L'Ormindo – reviews of Royal Opera's candlelit Baroque gem

Apr 1, 2014

Rare Cavalli opera revival in Sam Wanamaker Playhouse is 'witty', 'inventive' and 'magical', say critics

Stephen Cumminsky

What you need to know A new production of Francesco Cavalli's rarely-performed Baroque opera L'Ormindo has opened at the Sam Wanamaker Playhouse, London. The production, directed by Kasper Holten, is a collaboration between the Royal Opera and Shakespeare's Globe for their new candlelit theatre space.

Comic romance L'Ormindo tells the story of two princes, Ormindo and Amidas, who vie for the love of the unhappily married Erisbe, wife of the old King Ariadenus. Meanwhile, Amidas's abandoned lover Sicle attempts to thwart his quest, with the aid of her nurse and some luck. Runs until 12 April. 

What the critics like This Baroque opera delivers "an evening of high-class, high-camp, high-art pleasure", says Fiona Maddocks in The Observer. The music is lavish and bursting with variety, while the plot proves shameless and saucy.

To see a 17th century Venetian opera in a charming, candlelit replica of a Jacobean theatre is an experience in itself, and "doubly so with a production as inventively witty as this one", says Michael Church in The Independent.

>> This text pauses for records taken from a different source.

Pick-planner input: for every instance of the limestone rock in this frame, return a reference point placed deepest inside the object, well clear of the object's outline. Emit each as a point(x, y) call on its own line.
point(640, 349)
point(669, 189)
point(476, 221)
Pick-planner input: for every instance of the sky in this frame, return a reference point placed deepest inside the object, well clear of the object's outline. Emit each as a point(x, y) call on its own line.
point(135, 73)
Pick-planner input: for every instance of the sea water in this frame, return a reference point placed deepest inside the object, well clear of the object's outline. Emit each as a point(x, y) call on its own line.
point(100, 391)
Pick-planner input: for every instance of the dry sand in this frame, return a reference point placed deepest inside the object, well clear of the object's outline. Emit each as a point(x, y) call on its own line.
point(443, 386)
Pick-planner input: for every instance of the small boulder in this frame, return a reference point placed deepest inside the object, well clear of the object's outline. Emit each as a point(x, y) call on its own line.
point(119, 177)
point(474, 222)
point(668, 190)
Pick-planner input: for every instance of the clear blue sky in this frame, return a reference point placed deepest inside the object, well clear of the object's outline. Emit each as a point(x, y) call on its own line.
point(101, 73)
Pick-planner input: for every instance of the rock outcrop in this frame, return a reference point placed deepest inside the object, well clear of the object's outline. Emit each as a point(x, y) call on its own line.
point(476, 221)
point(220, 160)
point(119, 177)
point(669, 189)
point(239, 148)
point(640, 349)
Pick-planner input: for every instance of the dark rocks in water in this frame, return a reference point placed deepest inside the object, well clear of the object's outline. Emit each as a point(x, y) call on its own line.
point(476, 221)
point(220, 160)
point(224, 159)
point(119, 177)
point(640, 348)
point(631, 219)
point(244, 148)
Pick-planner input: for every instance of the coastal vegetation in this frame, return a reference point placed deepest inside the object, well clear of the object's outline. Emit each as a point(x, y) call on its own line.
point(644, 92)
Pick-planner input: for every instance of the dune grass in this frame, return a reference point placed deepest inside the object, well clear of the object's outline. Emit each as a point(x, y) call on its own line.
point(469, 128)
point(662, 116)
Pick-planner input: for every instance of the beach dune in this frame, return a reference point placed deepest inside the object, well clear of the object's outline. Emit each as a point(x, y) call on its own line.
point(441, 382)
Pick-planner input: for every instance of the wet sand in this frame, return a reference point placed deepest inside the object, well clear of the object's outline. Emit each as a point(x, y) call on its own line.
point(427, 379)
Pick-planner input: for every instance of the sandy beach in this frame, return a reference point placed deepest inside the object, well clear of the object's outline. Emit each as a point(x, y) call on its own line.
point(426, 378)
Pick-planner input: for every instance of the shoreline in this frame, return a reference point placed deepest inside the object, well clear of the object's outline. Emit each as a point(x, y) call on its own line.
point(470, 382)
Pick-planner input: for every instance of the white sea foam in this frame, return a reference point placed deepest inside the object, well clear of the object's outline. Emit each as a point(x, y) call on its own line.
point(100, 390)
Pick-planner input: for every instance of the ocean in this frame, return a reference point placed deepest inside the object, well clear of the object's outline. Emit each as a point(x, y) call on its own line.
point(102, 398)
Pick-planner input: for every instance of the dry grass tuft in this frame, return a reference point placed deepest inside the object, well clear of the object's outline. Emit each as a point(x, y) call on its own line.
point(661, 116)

The cast sing wonderfully, but what makes the evening magical is the delicate balance between the raunchiness on stage and the exquisite tissue of arias, duets, and intermezzi.

Holten's marvellously inventive production is both "pacey and genuinely amusing", says Barry Millington in the Evening Standard. It's also the start of what promises to be an exciting partnership between the Royal Opera and the Wanamaker Playhouse.

What they don't like Cavalli, who wrote for the world's first commercial opera house in Venice, a larger theatre with room for more orchestral players than the eight here, "would probably be shocked" by the size of this production, says Neil Fisher in The Times. But while this show may be smaller scale, it's hard not to like it.